I think the short answer is to use an FTP server that supports all three protocols. You probably want to avoid allowing FTP since you mentioned security as a primary concern but both the SSH2 File Transfer Protocol (SFTP) and FTP over TLS/SSL (FTPS) are considered secure file transfer protocols.
SFTP is definitely the favorite these days because of its robust security model and easier setup than traditional FTP and FTPS. SFTP is also considerably more firewall friendly than FTP because it only requires one port to establish a connection and carry out file operations.
FTP and FTPS require multiple ports (one port to issue commands and a separate port for each and every directory listing or file transfer) to accomplish the same thing that SFTP can do with one port.

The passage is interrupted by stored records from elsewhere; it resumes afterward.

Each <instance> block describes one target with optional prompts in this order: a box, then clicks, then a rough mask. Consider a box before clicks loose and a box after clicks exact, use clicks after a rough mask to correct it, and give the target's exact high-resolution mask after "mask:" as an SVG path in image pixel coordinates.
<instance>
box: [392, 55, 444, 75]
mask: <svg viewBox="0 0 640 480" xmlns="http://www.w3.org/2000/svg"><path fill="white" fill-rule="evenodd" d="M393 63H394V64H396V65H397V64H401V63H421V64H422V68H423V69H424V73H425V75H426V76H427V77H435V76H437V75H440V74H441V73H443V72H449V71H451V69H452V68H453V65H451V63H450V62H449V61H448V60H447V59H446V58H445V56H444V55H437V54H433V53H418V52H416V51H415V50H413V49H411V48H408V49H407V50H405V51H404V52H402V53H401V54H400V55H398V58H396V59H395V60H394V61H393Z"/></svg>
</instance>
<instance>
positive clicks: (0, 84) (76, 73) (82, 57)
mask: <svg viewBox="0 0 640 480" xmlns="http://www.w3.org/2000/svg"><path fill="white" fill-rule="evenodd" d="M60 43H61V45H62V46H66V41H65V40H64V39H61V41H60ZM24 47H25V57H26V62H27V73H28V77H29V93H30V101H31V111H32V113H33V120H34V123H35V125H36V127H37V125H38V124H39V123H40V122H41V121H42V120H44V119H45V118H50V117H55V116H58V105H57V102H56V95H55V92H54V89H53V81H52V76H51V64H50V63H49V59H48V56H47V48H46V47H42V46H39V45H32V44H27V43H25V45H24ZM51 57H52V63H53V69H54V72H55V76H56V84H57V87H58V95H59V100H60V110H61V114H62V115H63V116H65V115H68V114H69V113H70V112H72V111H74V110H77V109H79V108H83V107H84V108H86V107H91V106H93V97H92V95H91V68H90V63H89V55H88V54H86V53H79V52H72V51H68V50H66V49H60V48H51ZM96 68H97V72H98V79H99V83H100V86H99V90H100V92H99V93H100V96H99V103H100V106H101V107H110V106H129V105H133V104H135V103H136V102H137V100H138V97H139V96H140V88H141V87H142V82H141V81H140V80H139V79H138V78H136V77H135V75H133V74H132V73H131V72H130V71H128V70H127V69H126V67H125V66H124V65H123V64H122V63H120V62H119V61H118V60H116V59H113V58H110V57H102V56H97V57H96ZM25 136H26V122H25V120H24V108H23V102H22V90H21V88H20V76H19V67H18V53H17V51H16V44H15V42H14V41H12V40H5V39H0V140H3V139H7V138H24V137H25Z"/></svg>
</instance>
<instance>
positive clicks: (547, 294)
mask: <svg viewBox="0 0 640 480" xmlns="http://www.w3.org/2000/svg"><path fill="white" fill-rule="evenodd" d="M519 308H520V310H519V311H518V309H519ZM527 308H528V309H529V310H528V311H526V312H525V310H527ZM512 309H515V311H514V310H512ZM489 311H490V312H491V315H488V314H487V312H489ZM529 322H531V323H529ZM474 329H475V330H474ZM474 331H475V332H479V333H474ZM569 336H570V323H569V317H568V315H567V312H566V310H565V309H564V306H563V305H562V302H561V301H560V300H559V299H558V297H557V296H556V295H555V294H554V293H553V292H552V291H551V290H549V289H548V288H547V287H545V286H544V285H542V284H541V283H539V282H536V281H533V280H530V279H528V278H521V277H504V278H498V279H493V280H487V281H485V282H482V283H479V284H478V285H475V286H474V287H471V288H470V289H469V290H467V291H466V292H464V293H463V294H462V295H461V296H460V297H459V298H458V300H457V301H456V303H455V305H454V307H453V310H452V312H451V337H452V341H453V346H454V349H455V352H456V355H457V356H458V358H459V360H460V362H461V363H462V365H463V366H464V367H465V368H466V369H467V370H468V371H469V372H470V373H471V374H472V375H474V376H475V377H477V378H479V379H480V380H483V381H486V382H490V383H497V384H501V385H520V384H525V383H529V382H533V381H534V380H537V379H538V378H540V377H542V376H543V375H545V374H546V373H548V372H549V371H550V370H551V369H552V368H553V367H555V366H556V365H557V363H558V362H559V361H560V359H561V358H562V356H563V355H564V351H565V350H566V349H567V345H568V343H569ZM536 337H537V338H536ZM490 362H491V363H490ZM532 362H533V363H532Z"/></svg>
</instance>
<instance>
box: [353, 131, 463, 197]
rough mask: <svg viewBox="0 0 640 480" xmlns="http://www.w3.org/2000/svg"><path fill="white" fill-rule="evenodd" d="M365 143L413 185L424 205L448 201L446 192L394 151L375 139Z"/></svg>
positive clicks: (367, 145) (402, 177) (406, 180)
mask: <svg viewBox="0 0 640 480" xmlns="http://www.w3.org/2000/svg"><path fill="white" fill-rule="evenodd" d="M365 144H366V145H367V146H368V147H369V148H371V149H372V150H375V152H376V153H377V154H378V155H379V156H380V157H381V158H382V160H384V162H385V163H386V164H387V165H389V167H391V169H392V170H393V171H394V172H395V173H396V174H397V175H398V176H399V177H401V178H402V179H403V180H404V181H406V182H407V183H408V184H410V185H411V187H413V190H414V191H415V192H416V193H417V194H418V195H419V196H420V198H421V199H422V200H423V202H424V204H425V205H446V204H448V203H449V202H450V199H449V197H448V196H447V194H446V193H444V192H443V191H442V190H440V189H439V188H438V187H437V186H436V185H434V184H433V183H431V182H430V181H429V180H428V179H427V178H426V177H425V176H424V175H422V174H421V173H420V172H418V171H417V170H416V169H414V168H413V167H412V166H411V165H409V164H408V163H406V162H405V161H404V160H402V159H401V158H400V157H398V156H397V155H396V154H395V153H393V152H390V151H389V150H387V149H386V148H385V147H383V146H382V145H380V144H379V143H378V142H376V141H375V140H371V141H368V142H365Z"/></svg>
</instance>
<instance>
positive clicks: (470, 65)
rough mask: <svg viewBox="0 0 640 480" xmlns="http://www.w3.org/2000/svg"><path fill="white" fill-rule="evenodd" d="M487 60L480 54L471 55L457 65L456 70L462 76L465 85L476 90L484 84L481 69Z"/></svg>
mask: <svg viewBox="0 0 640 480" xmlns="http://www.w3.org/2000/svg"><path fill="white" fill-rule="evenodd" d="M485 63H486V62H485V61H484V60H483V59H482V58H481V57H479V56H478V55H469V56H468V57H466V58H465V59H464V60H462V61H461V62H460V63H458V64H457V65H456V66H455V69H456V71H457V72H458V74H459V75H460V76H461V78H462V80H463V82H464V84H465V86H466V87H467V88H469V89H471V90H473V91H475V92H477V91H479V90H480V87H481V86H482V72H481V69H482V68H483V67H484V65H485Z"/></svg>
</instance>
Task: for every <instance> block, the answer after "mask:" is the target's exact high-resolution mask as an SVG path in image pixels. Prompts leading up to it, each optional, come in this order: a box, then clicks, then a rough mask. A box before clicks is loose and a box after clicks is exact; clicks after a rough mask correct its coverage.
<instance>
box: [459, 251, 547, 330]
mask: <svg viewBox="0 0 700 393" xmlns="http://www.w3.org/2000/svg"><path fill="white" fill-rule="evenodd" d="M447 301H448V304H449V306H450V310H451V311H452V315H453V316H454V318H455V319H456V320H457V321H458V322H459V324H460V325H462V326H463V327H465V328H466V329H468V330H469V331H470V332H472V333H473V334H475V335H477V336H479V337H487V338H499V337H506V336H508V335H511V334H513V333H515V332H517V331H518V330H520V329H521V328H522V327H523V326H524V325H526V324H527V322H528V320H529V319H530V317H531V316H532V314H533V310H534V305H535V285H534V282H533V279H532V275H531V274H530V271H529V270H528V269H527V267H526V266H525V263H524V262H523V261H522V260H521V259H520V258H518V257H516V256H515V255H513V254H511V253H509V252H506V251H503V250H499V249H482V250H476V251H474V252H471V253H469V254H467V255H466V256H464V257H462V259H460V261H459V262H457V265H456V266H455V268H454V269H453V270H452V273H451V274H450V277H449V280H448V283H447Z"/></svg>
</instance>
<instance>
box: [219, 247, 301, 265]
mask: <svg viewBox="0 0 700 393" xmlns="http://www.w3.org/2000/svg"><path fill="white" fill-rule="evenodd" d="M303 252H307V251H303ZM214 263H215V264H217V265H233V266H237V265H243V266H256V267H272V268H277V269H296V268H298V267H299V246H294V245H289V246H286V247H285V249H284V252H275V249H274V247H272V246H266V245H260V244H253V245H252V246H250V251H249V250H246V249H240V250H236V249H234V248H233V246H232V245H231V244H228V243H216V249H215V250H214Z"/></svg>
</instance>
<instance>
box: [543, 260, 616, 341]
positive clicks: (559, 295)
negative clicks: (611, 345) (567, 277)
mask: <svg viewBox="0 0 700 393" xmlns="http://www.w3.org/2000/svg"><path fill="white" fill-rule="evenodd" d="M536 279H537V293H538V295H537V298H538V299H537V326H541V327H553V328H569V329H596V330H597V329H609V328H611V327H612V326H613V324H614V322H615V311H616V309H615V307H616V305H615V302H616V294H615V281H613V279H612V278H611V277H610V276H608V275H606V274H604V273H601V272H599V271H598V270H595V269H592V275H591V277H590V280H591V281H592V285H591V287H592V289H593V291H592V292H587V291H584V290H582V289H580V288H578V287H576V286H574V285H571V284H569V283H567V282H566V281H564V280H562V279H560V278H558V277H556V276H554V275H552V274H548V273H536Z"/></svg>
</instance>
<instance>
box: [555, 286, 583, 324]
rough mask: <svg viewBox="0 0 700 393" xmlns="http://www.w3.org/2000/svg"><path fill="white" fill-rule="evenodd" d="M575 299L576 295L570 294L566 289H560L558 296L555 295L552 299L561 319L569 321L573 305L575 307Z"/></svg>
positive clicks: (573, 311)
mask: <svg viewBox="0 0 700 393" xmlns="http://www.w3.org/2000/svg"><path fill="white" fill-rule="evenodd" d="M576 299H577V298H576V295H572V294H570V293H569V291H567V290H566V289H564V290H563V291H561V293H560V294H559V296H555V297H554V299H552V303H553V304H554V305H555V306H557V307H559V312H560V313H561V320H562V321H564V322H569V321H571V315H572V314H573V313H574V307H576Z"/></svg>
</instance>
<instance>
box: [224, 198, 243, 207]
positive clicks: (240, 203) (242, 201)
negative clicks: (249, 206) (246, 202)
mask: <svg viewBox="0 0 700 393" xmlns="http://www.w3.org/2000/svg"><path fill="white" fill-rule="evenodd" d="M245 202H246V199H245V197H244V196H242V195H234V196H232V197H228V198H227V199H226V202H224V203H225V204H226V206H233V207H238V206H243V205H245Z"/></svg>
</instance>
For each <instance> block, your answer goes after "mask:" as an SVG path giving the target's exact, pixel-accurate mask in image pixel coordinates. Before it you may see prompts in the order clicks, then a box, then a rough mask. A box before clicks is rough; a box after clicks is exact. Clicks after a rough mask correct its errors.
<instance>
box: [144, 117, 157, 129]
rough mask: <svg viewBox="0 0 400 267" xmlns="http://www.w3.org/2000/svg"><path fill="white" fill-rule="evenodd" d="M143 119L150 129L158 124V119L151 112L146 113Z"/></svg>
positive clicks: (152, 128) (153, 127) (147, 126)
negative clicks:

The requirement to setup forwarding for large numbers of ports can be a problem in many environments and can make troubleshooting problems very difficult. However, FTP and FTPS have been around a lot longer than SFTP and there are still lots of devices and clients that only support FTPS.
In terms of security, both the SFTP and FTPS protocols are considered secure. The requirement to open up multiple ports with FTPS can be viewed as a security concern but there is nothing inherently more secure about the SFTP protocol over the FTPS protocol.
The only real advantage I would give FTPS over SFTP would be performance. SFTP runs over a considerably more robust and generic protocol than FTPS and that robustness imparts a significant performance impact. There is simply a lot more overhead involved in SFTP because it is running over the SSH2 protocol and because SFTP implements its own handshaking mechanism. If you want the highest transfer speeds possible you want FTPS.
To sum all of this up, try to support all 3. Most modern FTP servers already have support for FTP, FTPS, and SFTP.